Written By Unknown on Monday, August 24, 2015 | 8:19 AM

This extraordinary book is a journey into loneliness that encompasses all the stuff of life

Kate, the narrator of David Markson’s 1988 novel Wittgenstein’s Mistress, is a world traveller. She has sailed the Aegean and the Bering Strait, and driven across Russia and western Europe. A painter, Kate has not only visited but lived in some of the world’s most famous art museums: the Met, the Louvre, the Uffizi, the Tate. She has displayed her own canvases beside Renaissance masterpieces. She has visited Hisarlik in Turkey, supposed site of Troy, made pilgrimage to a Mexican village, and poured hundreds of tennis balls down the Spanish Steps in Rome. Kate can, in theory, do whatever she wants, whenever she wants. But her absolute freedom is also a form of imprisonment, because Kate is the last person – in fact the last life form – on Earth.

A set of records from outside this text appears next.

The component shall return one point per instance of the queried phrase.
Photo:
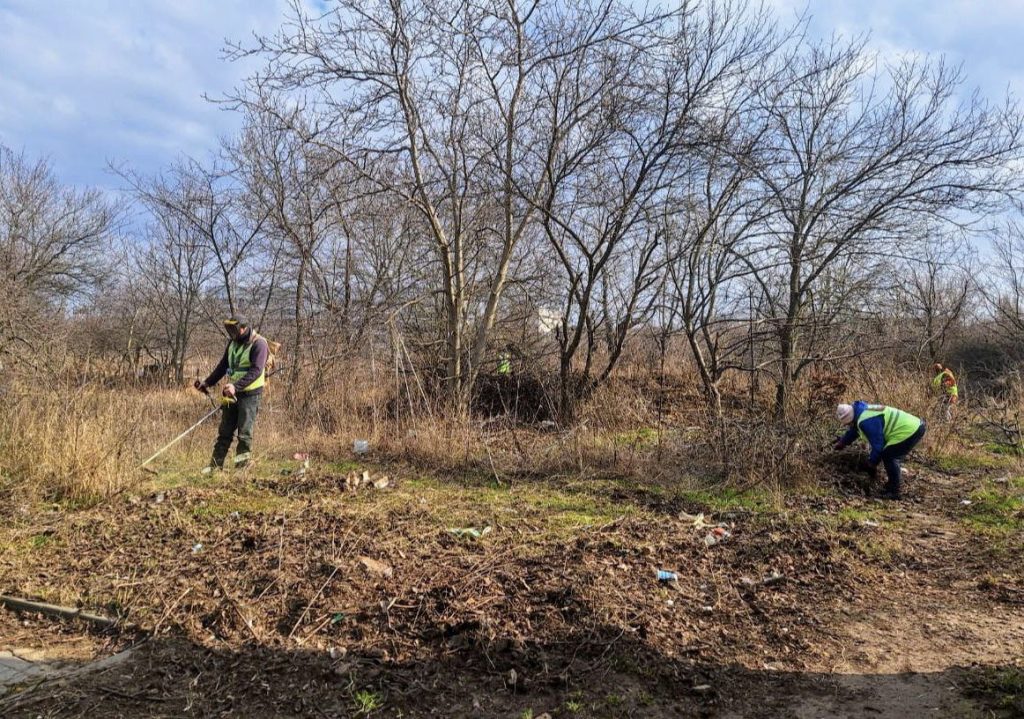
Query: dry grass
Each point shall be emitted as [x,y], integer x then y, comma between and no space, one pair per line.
[82,442]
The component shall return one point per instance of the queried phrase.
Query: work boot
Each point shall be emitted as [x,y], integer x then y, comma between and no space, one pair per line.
[890,493]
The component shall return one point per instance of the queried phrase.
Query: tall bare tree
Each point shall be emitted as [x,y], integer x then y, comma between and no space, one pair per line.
[856,156]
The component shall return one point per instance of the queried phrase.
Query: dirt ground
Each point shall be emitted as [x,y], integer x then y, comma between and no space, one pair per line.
[267,593]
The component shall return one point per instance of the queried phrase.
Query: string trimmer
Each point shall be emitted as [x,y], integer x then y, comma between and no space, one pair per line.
[224,402]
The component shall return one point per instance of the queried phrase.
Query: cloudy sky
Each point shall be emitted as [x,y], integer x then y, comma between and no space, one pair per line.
[84,82]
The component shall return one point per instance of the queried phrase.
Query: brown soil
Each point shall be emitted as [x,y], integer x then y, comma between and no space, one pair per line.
[279,614]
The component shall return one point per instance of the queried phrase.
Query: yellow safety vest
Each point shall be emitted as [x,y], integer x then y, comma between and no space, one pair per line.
[239,363]
[897,425]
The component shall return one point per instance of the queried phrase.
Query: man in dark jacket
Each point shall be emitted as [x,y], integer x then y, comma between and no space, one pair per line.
[244,365]
[891,433]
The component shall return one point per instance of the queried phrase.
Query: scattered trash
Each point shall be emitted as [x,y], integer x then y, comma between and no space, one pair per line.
[719,534]
[352,481]
[377,567]
[469,532]
[697,520]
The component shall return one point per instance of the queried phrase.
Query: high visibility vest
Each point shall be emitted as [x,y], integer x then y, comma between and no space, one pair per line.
[505,364]
[946,381]
[239,363]
[897,425]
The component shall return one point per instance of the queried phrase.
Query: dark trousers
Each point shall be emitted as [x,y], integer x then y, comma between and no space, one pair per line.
[241,418]
[891,457]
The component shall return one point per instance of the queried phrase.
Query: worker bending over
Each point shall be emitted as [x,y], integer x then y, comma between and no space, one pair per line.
[891,433]
[945,382]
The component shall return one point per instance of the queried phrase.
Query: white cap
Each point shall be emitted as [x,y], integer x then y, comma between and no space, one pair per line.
[844,413]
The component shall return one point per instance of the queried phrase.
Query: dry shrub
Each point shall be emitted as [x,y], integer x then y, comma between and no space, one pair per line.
[67,442]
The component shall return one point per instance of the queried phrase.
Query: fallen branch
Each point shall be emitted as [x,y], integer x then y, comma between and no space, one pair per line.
[18,604]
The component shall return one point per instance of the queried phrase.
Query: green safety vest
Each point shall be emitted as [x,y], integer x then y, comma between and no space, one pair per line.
[950,388]
[239,363]
[897,425]
[505,365]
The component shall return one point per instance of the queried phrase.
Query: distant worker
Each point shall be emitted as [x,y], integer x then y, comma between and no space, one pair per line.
[505,364]
[945,382]
[244,364]
[891,433]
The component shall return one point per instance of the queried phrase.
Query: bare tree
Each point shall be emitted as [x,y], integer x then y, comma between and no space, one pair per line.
[624,112]
[856,156]
[212,204]
[53,243]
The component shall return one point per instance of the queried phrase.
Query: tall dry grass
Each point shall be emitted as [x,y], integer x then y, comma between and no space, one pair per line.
[82,442]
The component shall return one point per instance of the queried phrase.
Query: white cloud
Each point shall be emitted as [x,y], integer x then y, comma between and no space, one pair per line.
[87,81]
[984,36]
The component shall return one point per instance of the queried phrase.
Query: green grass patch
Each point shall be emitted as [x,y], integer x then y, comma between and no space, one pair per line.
[367,702]
[641,438]
[730,499]
[956,463]
[997,509]
[1001,688]
[1008,450]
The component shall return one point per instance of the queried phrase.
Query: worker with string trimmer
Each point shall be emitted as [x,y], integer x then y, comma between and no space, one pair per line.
[244,365]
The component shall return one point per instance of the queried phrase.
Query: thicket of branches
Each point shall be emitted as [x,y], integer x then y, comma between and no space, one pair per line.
[431,184]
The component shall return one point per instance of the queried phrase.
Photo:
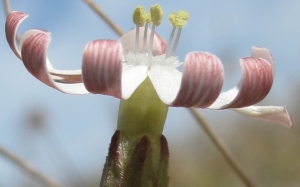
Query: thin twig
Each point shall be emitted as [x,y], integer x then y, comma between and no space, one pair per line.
[107,20]
[27,168]
[222,148]
[218,143]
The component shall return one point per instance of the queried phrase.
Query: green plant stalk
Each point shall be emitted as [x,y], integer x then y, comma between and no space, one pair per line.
[138,153]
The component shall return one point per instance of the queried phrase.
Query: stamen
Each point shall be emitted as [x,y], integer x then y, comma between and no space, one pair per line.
[172,21]
[148,21]
[139,20]
[156,17]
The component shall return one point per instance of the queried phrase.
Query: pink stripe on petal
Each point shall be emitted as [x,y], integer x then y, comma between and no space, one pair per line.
[35,60]
[128,42]
[202,80]
[13,20]
[276,114]
[102,67]
[256,82]
[258,52]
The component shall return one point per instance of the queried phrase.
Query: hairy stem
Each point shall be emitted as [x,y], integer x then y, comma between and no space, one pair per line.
[105,18]
[201,121]
[222,148]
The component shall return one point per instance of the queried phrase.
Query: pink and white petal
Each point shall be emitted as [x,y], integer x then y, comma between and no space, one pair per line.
[202,80]
[257,80]
[277,114]
[127,40]
[166,81]
[132,77]
[263,53]
[13,20]
[34,58]
[102,67]
[66,76]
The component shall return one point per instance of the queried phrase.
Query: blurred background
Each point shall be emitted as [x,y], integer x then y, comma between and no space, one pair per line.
[66,137]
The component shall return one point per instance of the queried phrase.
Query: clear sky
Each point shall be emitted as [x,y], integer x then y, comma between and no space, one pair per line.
[84,124]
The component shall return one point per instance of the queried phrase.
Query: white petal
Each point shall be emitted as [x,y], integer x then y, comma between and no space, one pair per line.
[128,42]
[166,82]
[132,77]
[277,114]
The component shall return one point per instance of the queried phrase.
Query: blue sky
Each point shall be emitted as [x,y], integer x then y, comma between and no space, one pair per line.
[84,124]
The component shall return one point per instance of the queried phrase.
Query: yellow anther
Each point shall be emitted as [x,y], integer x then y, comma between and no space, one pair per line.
[139,16]
[172,19]
[179,19]
[156,14]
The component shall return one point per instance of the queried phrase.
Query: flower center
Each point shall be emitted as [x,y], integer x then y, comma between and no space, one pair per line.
[154,17]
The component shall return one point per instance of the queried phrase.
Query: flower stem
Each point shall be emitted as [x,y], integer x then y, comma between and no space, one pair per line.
[105,18]
[27,168]
[201,121]
[222,148]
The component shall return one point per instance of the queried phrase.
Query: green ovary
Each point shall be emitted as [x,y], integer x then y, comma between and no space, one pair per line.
[142,114]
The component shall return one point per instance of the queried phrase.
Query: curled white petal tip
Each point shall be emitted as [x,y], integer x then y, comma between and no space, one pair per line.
[13,20]
[264,53]
[256,82]
[276,114]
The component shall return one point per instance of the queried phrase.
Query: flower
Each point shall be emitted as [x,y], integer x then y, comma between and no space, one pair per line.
[117,68]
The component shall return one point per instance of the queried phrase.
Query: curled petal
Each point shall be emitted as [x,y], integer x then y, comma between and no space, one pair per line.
[166,81]
[102,67]
[127,40]
[256,82]
[34,58]
[277,114]
[202,80]
[13,20]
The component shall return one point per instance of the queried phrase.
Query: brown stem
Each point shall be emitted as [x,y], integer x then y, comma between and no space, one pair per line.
[222,148]
[27,168]
[107,20]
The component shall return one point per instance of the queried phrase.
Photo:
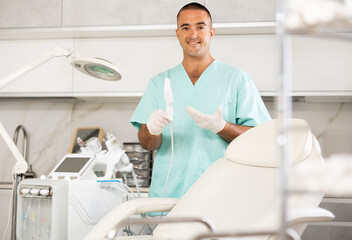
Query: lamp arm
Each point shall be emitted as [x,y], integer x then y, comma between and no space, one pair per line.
[56,52]
[21,165]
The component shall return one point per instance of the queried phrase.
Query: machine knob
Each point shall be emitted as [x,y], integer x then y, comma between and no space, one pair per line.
[34,191]
[25,191]
[44,192]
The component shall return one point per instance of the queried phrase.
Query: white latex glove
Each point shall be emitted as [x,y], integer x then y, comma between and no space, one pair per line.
[212,122]
[157,121]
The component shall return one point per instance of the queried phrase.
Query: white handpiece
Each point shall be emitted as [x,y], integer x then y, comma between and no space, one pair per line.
[168,98]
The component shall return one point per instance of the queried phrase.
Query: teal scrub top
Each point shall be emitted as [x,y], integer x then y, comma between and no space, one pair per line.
[195,148]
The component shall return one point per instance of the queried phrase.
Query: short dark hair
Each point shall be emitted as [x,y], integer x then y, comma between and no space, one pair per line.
[194,6]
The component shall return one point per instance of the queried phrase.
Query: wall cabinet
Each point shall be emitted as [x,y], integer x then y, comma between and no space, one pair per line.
[31,13]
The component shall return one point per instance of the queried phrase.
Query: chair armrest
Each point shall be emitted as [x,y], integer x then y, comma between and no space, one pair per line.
[309,215]
[127,209]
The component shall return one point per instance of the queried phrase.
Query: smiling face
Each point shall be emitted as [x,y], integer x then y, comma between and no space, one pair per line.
[194,32]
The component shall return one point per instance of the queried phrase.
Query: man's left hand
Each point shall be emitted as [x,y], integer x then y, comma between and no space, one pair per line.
[213,122]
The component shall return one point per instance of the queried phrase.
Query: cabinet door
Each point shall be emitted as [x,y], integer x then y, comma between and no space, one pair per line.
[255,54]
[54,76]
[139,59]
[80,13]
[321,64]
[33,13]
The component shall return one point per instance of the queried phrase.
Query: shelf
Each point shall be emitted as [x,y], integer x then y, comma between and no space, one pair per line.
[130,31]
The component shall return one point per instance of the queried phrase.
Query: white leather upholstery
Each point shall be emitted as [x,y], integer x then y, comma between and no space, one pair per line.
[240,191]
[257,147]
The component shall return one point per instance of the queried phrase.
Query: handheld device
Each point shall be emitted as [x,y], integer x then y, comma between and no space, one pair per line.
[169,100]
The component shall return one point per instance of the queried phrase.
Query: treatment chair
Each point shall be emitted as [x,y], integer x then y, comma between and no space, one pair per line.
[238,193]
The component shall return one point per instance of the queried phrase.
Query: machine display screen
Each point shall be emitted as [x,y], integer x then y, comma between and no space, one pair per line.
[72,164]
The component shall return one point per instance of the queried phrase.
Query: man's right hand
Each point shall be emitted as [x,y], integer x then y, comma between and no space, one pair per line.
[157,121]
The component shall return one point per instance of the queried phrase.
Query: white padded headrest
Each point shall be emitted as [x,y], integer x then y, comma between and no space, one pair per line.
[258,146]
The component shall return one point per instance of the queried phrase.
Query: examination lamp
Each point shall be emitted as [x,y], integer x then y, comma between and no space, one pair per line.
[95,67]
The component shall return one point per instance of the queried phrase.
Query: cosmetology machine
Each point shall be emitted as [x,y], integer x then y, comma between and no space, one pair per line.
[76,194]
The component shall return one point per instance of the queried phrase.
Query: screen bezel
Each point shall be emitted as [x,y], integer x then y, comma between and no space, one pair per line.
[73,174]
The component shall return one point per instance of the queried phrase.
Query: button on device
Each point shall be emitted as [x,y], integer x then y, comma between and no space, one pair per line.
[44,192]
[34,191]
[25,191]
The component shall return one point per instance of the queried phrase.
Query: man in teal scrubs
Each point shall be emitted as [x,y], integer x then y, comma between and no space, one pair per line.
[213,104]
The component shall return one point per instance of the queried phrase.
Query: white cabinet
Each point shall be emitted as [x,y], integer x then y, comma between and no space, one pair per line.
[54,76]
[321,65]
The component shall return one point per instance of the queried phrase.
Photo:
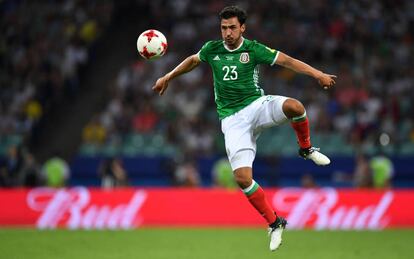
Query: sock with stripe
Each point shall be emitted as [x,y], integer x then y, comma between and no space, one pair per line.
[257,198]
[301,126]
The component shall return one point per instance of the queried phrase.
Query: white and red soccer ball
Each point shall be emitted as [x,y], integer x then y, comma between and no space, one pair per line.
[151,44]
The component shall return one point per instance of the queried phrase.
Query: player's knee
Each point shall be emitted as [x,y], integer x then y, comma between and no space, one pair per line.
[244,180]
[293,108]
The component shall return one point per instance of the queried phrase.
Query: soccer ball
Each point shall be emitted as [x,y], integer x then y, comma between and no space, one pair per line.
[151,44]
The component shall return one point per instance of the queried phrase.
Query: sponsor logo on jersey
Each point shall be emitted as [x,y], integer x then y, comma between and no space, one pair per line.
[244,57]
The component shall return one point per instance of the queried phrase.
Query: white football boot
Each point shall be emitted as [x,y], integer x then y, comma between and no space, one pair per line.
[275,233]
[313,154]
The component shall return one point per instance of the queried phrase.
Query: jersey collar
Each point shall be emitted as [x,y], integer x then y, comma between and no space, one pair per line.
[231,50]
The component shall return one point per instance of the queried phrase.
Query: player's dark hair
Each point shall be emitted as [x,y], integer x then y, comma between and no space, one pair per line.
[233,11]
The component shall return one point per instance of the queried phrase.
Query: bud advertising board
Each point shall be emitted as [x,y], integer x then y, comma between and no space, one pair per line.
[84,208]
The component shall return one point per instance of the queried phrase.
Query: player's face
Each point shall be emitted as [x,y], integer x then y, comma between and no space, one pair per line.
[231,31]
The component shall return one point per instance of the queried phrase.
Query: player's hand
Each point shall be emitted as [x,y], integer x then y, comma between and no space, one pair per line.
[326,80]
[161,85]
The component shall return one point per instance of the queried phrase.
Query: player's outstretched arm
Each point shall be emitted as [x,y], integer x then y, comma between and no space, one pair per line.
[325,80]
[186,66]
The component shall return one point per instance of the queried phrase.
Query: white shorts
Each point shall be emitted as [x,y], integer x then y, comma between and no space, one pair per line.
[243,128]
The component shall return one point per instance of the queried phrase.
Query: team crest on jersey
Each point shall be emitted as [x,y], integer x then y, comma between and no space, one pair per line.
[244,57]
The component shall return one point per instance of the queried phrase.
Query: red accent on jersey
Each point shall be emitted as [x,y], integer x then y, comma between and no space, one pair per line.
[150,34]
[147,54]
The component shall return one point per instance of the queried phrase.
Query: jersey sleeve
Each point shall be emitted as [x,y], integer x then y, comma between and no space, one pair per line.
[265,55]
[202,54]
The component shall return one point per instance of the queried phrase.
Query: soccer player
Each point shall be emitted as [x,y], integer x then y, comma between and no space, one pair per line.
[243,108]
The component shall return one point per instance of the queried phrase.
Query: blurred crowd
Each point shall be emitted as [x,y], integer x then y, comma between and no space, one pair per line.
[367,44]
[43,48]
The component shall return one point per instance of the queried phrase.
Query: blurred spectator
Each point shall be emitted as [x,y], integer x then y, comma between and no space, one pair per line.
[223,174]
[112,173]
[145,120]
[31,173]
[43,47]
[307,181]
[13,165]
[56,172]
[94,132]
[382,171]
[362,177]
[187,175]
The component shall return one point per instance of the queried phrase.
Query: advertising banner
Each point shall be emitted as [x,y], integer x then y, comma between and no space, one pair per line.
[84,208]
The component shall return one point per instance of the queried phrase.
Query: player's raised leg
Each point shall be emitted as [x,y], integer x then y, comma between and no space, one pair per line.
[258,200]
[295,111]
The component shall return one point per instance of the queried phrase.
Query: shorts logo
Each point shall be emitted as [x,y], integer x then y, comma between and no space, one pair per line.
[244,57]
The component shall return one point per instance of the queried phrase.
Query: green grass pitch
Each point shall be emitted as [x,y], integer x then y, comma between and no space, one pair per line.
[196,243]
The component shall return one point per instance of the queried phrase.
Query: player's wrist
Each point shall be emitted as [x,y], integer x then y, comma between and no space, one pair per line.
[318,75]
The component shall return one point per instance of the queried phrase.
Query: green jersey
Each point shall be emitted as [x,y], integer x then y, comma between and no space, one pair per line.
[236,73]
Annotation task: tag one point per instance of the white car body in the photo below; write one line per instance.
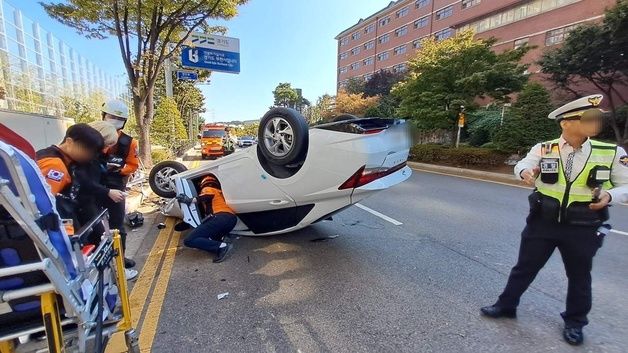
(268, 205)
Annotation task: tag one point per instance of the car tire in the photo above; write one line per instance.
(283, 136)
(160, 178)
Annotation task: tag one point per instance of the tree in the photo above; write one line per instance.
(528, 124)
(381, 83)
(596, 54)
(285, 95)
(355, 85)
(322, 110)
(148, 33)
(446, 74)
(167, 127)
(347, 103)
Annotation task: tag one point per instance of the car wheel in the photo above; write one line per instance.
(283, 136)
(160, 178)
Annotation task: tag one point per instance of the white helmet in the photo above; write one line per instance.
(117, 108)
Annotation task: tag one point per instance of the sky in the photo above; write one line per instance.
(280, 41)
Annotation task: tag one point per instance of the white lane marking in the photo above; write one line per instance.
(619, 232)
(382, 216)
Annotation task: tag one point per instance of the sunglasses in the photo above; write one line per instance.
(587, 116)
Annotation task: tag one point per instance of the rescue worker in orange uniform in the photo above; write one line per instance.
(58, 165)
(219, 220)
(122, 161)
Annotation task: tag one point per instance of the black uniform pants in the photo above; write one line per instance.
(117, 212)
(577, 246)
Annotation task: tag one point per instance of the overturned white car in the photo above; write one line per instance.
(297, 175)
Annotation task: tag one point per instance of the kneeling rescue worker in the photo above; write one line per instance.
(218, 222)
(576, 179)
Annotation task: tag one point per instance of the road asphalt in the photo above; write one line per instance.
(363, 283)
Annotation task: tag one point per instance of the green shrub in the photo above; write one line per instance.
(463, 156)
(160, 155)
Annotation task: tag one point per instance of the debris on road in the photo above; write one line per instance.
(325, 238)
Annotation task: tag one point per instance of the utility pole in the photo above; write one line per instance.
(169, 84)
(461, 118)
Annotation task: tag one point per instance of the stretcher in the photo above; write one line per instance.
(57, 293)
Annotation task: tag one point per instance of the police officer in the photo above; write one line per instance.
(122, 161)
(576, 179)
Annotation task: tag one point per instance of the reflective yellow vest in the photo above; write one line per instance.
(566, 193)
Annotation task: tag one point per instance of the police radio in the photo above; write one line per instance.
(597, 177)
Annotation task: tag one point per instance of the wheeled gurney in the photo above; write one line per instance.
(57, 293)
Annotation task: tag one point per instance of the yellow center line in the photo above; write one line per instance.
(151, 319)
(472, 178)
(143, 285)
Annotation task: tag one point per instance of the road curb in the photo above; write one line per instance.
(468, 173)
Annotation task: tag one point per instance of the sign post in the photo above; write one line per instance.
(461, 121)
(211, 52)
(187, 75)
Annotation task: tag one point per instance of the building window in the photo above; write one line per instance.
(400, 68)
(444, 34)
(403, 12)
(419, 4)
(400, 50)
(521, 42)
(418, 43)
(422, 22)
(401, 31)
(469, 3)
(517, 14)
(444, 13)
(558, 35)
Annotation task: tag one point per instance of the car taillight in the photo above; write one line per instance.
(366, 175)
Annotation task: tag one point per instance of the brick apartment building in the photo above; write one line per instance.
(386, 39)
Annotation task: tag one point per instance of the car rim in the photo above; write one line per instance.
(163, 179)
(278, 137)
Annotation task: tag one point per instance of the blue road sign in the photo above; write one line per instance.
(187, 75)
(211, 59)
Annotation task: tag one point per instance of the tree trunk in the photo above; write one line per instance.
(138, 110)
(614, 126)
(147, 121)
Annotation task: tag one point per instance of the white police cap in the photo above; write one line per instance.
(584, 103)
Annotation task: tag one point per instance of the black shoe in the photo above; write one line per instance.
(497, 312)
(128, 263)
(223, 252)
(573, 335)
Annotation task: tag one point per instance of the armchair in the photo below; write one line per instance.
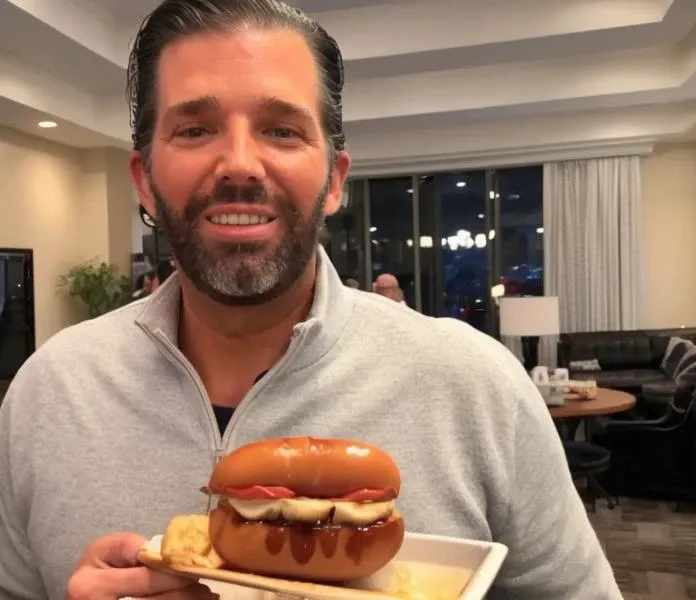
(655, 458)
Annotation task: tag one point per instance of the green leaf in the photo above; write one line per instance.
(99, 287)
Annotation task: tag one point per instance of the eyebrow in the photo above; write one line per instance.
(192, 108)
(283, 108)
(206, 104)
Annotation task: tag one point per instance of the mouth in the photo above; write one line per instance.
(241, 227)
(240, 219)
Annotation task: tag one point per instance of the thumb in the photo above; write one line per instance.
(118, 550)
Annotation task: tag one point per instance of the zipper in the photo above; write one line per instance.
(179, 360)
(221, 441)
(295, 343)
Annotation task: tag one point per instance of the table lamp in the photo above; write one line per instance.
(529, 317)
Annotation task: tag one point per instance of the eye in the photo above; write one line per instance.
(282, 133)
(194, 132)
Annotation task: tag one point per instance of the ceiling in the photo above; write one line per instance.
(443, 82)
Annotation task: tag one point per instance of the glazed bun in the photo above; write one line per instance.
(305, 508)
(295, 551)
(313, 468)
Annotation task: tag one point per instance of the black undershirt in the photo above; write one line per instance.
(223, 414)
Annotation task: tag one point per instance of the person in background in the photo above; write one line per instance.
(387, 285)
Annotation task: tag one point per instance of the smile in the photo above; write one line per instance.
(239, 219)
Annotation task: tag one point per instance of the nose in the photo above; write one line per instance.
(240, 161)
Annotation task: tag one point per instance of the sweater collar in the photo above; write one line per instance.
(331, 307)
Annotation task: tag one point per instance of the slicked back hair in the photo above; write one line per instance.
(174, 20)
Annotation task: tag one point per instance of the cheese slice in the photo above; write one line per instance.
(310, 510)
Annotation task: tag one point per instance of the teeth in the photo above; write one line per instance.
(239, 219)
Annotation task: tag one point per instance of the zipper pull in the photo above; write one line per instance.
(219, 454)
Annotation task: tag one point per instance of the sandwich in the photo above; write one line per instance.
(308, 509)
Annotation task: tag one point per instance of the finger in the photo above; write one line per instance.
(118, 550)
(196, 591)
(141, 582)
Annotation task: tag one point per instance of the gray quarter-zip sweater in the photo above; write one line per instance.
(108, 427)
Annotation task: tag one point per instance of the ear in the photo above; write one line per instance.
(339, 174)
(141, 180)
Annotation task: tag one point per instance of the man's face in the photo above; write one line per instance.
(241, 174)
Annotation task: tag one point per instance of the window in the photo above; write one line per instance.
(473, 231)
(391, 232)
(345, 234)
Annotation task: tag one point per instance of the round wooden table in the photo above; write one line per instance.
(606, 403)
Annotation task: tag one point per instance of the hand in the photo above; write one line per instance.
(109, 570)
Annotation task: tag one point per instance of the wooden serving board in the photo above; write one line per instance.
(299, 589)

Or is she? Perhaps she is mentally ill, and her solipsism symptomatic rather than literal. She has, she says, been “mad” at some point, but claims: “I can almost always make a distinction between periods when I was mad and periods when I was not.” The way certain of her recollections repeat with key details altered, the way names of her family members and ex-lovers swap and change, suggest a slippage between perception and reality, but this soon ceases to matter. Likewise, the lack of explanation for Kate being the only survivor of an unexplained calamity is unimportant. Earlier drafts of the novel included one, but as Markson revised the manuscript he decided it was redundant. Whatever else is going on in this deeply complex, immensely readable book, its great theme is human aloneness, and it is the truth of that condition, as opposed to the reality of Kate’s situation, that really matters to and for the novel.